In the exhibition Life is Performance and Vanity at Rik Rosseels Gallery, scenes are staged that vacillate between fashion, desire and alienation. Artist Tom Woestenborghs has been rearranging the visual language of our time for years. What began as a fascination with the hyper-stylised world of advertisements and glossy magazines has over time evolved into a layered exploration of identity, representation and the tension between private gesture and public posture.
Passers-by hoping to catch a glimpse of Tom Woestenborghs’ new exhibition will be disappointed. An opaque film covers all gallery windows, keeping curious eyes and sunlight out. This has been deliberately done to allow the artist’s work to be experienced to its fullest.

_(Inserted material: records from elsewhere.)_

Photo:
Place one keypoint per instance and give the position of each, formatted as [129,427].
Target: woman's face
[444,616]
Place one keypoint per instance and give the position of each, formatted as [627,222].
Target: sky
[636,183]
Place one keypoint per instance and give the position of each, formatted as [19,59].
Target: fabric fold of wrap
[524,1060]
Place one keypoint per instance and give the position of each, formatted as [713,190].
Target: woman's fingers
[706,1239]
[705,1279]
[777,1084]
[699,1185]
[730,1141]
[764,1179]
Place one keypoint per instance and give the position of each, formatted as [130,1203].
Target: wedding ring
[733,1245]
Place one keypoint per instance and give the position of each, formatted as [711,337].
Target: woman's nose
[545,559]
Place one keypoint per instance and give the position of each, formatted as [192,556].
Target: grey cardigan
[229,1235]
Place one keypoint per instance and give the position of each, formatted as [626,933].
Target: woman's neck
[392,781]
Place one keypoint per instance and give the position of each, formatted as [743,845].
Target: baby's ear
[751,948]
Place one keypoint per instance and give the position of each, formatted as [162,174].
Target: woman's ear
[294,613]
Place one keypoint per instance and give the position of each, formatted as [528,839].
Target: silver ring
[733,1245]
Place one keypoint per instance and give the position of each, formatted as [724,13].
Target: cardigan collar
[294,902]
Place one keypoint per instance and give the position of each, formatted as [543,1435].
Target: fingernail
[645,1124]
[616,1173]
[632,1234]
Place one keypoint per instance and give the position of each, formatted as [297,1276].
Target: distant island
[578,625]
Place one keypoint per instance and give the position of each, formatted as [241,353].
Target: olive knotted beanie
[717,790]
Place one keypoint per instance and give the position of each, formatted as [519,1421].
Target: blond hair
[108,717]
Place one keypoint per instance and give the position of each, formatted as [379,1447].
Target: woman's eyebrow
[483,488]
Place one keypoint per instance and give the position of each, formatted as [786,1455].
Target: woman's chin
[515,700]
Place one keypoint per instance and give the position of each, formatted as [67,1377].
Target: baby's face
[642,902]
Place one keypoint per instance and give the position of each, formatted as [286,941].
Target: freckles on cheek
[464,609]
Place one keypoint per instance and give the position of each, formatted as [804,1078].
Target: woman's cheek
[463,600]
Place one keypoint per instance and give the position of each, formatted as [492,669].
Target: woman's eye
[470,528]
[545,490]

After all, his new lightbox pieces are bathed in artificial light that, for me at least, evoke memories of the cinematic mise-en-scènes of Jeff Wall. The illuminated panels act as contemporary icons between sacred imagery and commercial aesthetics. Each work is composed of hundreds of colour fragments with the precision of a collagist, but digitally assembled into photorealistic, almost painterly tableaux vivants.
The woman in the evening
Against that backdrop is the work Reading Position: De Avonden, a title that immediately evokes the literary spirit of Gerard Reve. But even before the content is revealed, the form of the image captures attention.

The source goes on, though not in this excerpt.